World attention has focused on East Asia in the past week with its annual high-level summits. The Indian and Chinese prime ministers were in Brunei among other major leaders, even while presidents Obama and Putin did not show up. The meeting, however, remained an important step for the Asian region.
The Association of South East Asian Nations (ASEAN) comprising countries in the East Asian region, has increasingly become a major economic regional block. It extended its partnerships with Japan, China and Korea creating the ASEAN plus three formation. Politics and economics dictated that ASEAN+3 increase interaction with other nations and an East Asian Summit was developed to follow every meeting of the ASEAN+3. The US and Russia became members of this East Asia Summit. Then, the inclusion of another three countries — Australia, New Zealand and India — was accepted. India became a dialogue partner in 1995 with the ASEAN Regional Forum also.

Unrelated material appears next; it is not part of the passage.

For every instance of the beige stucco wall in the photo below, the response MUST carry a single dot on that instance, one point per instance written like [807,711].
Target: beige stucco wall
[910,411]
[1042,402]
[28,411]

The formal logic was that these three countries were concerned with the Indian and Pacific Ocean continuities of ASEAN and are an important part of East Asian economic interaction. The geopolitics was that ASEAN wanted some nations to balance China’s influence. Yet others wanted to balance the US, and some Russia. This laid the basis of the East Asian Summit (EAS).
India’s membership of this regional summit has benefits, problems and challenges. As the global economy integrates, the major powers are developing complex interfaces with each other and clearly India cannot be left out. The East Asian Summit is taking steps to create a more integrated East Asian Economic Community that is looking to create a solid Comprehensive Economic Partnership in East Asia that will deepen economic integration. This integration will be based on Free Trade Agreements (FTA), which means that each country that signs these will lower the national protection for their own goods and services, lower tariff rates that were imposed on imports and open their markets for inflow of goods and capital. So far India’s FTA with select ASEAN nations (Malaysia, Thailand, Singapore) was restricted to the flow of goods.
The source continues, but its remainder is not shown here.